Enfin, à une soixantaine de mètres au sud est du bâtiment à abside, en bas de versant, a été mise au jour une vaste fosse oblongue et peu profonde. Cette structure dont la vocation initiale demeure indéterminée a été comblée par des apports successifs de matériaux de destruction provenant des bâtiments gallo romains. Ces déblais ont donc probablement été rejetés lors d’une mise en culture du relief postérieure à l’abandon de l’établissement du Ier s. apr. J. C. Le site de l’Issart fait en définitive partie de ces multiples petits établissements qui constituent entre agglomérations et villae les éléments fondamentaux du système agraire gallo-romain.

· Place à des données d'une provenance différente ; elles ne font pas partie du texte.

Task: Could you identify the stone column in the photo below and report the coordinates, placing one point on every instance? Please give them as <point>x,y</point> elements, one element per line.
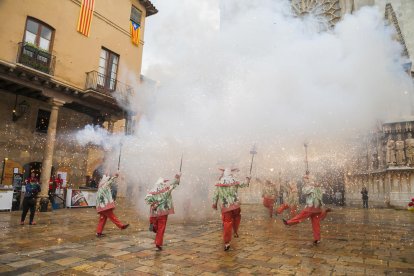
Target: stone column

Dans le cas de l’Issart, il apparaît tout d’abord que l’établissement mis au jour associe des espaces ayant une vraisemblable vocation domestique à des pièces ainsi qu’un équipement liés à des activités productives ce qui atteste que l’on ne se trouve pas en présence d’une simple annexe agraire à vocation exclusivement utilitaire. Si l’établissement de l’Issart possède des espaces domestiques distincts, la part réservée à l’habitat y est néanmoins modeste. Par ailleurs, à l’exception du four, les espaces potentiellement destinés au stockage et à la transformation des denrées y sont en définitive limités et paraissent en conséquence peu compatibles avec la pratique d’une activité vivrière diversifiée propre à une exploitation familiale pouvant être qualifiée de ferme. A contrario, l’importance du four qui constitue l’équipement technique central du site témoigne d’une spécialisation de la production. Cette orientation vers une activité spéculative laisse en définitive à penser que l’établissement de l’Issart a sans doute constitué la dépendance d’un centre domanial. Peut-être les vestiges signalés au lieu-dit Bel Air, à un peu plus d’un kilomètre au nord de l’Issart, correspondent ils à ce dernier.

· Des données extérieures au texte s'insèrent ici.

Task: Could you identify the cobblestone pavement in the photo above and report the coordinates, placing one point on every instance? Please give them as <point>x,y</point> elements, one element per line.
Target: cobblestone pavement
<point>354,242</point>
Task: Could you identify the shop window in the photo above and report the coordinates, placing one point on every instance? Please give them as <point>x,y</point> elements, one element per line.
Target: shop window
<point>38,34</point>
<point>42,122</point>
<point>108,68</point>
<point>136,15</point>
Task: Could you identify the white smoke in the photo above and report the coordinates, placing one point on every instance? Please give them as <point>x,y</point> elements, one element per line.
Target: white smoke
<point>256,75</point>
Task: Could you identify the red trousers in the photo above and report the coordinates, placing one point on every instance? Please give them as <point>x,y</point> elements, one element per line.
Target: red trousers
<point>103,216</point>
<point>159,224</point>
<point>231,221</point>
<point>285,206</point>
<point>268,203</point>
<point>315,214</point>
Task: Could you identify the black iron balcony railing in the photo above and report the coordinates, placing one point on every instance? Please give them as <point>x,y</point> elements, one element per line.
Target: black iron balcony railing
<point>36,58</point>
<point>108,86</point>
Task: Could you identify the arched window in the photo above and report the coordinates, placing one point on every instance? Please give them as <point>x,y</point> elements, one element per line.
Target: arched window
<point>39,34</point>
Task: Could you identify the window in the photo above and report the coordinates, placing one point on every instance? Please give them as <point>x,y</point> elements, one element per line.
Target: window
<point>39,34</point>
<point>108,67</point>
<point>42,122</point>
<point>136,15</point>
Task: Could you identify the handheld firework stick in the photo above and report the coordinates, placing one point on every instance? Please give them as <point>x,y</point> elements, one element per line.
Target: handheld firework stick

Au-delà de cette question de statut, la grande originalité de l’établissement de l’Issart réside dans la nature de sa production : en effet, tout laisse à penser que le four du site soit destiné à la cuisson du pain. Or nous n’avons pu trouver en Gaule, d’attestation de structure de capacité comparable au sein d’un établissement rural. Tous les fours proches de celui de l’Issart ont été mis au jour soit dans des agglomérations, soit dans des camps légionnaires. Une expérimentation a d’ailleurs permis de montrer que ce type de four permet de cuire en une fournée, une soixantaine de pains. Cela pose donc la question de la destination de la production du four de l’Issart. La fouille du site de la Ramière, dans le Gard, a toutefois permis l’étude d’une annexe agraire dotée de structures collectives de production de pain, production éventuellement destinée à l’alimentation des équipes travaillant dans les champs alentours. Une fonction similaire pourrait donc être éventuellement envisagée pour le four de l’Issart.